Technological systems are deployed into morally complex situations, yet their decision logic tends to be rigid. We explore how context-sensitive ethical frameworks can inform design — studying how public moral judgments in autonomous driving shift between utilitarianism and deontology, how user trust in recommenders hinges on transparency about the moral assumptions embedded in curation, and how explanatory feedback in generative language models influences trust on ethically ambiguous queries. We argue for ethics as interaction — moral reasoning as emergent from context, feedback, and explanation.

06

Theme

Privacy, Safety, and Long-Term Impact

Evaluation must extend across time. Short-term usability gains can mask long-term harms or unanticipated shifts in behaviour. We investigate temporal dimensions through longitudinal studies of wearables, smart-home devices, and cyber-safety tools. Our privacy research spans regions and cultures, showing how design clarity and user agency shape data-sharing behaviour.

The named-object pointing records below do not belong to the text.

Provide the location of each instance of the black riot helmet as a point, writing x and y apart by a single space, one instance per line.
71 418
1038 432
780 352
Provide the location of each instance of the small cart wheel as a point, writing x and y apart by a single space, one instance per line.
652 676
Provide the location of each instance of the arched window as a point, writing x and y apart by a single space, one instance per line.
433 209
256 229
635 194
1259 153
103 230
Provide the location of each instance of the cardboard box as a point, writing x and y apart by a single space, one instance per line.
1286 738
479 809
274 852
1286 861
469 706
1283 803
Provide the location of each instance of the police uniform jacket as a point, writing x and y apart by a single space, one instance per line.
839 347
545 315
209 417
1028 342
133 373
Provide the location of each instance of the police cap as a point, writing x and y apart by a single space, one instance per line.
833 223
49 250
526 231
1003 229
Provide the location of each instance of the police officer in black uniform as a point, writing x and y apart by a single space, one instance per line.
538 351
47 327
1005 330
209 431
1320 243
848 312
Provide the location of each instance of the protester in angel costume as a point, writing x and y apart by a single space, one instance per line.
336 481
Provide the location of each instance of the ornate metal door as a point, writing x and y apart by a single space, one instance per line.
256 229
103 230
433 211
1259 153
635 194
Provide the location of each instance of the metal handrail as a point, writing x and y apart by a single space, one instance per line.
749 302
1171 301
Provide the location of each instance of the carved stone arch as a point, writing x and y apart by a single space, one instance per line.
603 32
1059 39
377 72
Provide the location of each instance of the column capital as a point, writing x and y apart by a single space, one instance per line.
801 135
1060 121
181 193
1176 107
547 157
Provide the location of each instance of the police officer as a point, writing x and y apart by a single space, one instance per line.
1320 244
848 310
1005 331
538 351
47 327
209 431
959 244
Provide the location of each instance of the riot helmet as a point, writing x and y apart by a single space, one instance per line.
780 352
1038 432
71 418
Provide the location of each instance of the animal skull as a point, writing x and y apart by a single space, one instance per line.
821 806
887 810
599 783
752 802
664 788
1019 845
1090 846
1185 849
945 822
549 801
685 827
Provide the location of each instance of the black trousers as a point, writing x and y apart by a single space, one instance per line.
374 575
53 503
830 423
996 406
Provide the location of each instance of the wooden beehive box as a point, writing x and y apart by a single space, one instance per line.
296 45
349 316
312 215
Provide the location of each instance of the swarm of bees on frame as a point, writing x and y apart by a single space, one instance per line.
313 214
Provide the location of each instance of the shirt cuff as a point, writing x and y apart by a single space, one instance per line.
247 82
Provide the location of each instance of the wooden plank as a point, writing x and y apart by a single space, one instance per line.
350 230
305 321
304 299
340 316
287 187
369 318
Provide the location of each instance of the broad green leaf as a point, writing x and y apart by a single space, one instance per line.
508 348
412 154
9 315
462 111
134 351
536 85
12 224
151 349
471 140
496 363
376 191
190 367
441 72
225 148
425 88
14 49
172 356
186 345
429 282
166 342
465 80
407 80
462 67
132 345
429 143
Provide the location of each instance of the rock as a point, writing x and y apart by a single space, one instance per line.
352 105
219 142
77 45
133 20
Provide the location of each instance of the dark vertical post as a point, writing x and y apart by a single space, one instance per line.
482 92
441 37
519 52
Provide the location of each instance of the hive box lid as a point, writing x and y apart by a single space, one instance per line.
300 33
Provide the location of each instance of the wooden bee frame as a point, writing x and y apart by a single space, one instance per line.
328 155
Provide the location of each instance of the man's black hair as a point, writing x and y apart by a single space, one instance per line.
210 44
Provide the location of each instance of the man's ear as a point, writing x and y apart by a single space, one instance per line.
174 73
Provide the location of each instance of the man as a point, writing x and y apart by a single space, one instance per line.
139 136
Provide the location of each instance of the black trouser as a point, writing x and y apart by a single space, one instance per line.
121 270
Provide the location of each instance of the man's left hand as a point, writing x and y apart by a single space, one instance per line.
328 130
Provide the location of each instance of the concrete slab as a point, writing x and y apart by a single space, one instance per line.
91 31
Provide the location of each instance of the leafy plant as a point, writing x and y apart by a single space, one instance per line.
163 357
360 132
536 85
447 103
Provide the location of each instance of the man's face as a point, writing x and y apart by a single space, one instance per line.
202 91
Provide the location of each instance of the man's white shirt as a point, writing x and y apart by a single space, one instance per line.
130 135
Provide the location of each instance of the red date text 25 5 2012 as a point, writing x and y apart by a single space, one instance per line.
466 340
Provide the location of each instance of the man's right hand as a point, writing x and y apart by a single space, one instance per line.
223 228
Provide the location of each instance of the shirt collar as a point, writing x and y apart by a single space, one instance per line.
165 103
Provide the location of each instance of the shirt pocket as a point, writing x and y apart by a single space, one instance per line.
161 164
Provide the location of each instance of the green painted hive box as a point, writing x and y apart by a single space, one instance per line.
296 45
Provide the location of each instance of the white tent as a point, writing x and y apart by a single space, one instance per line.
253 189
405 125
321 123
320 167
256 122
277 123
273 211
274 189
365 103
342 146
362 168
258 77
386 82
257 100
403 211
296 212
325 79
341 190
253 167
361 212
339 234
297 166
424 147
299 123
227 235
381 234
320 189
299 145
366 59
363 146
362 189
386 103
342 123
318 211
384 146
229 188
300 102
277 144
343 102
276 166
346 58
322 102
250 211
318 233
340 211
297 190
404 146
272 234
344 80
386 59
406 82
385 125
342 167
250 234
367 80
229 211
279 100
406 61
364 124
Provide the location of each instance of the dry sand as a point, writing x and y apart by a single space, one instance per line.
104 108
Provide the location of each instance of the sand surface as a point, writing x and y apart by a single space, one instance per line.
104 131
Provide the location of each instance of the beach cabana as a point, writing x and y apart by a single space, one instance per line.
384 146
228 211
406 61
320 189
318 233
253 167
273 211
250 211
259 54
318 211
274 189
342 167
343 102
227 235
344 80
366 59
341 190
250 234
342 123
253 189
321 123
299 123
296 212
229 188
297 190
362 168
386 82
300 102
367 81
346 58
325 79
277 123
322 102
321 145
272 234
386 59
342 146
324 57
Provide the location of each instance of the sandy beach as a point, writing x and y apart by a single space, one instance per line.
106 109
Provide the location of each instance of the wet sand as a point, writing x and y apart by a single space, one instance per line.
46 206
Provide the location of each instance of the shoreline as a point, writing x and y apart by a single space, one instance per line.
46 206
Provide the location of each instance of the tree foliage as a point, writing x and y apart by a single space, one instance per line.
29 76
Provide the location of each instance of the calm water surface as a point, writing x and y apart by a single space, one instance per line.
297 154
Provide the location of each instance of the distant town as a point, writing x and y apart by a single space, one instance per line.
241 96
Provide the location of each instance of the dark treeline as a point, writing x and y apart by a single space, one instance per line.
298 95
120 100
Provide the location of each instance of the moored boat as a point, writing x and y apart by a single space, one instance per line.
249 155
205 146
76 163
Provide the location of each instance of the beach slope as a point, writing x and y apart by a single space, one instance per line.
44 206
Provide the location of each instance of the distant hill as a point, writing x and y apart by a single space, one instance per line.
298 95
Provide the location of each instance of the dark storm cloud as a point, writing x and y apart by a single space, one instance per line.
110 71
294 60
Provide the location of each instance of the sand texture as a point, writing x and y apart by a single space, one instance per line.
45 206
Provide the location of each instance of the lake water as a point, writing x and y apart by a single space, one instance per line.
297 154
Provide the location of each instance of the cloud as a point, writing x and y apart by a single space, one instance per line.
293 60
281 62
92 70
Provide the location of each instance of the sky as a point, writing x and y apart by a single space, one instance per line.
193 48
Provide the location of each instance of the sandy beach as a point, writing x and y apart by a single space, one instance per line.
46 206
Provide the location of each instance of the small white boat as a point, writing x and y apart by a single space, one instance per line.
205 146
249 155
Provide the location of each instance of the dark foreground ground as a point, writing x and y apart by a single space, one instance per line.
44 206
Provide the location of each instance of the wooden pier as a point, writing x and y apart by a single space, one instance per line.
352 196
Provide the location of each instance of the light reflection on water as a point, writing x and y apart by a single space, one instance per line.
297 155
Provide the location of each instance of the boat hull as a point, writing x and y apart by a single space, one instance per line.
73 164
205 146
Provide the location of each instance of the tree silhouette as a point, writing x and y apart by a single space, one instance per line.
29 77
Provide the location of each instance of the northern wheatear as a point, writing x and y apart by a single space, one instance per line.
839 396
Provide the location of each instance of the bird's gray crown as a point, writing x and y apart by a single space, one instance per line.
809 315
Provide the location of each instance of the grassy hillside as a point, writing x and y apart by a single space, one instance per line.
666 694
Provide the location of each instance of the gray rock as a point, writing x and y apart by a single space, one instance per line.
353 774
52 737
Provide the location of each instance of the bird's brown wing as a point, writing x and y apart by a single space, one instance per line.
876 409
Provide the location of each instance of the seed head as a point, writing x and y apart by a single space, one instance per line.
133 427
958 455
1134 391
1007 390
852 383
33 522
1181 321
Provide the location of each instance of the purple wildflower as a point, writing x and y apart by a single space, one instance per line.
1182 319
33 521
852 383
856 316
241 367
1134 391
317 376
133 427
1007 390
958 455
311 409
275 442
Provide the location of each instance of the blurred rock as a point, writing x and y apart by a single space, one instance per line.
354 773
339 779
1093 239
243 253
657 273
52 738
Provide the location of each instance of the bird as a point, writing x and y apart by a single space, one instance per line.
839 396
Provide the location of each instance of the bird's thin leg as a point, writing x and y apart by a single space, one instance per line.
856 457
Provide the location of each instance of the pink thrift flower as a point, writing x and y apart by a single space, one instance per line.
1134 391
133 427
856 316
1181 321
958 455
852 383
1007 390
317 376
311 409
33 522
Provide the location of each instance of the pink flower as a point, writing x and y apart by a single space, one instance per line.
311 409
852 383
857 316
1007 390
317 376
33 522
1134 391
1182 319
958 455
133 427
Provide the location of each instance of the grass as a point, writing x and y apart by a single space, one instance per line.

We also evaluate generative AI for phishing detection that pairs algorithmic analysis with user education — empowering users as active participants in their own security.

§ Ongoing Research

In the lab right now.

LLM-Personality

LLM and Personality

Investigating how large language models express and respond to personality traits, and how human-like trait profiles shape interaction quality, trust, and task outcomes.

LLM-Usability

LLM-Based Usability Evaluation

Using large language models to simulate heuristic testing, identify interface flaws early, and accelerate accessible system design.

Embodied-AI

Embodied AI in Virtuality

Studying embodied artificial intelligence within immersive and virtual environments — how virtual agents learn, interact, and adapt when situated in simulated physical spaces.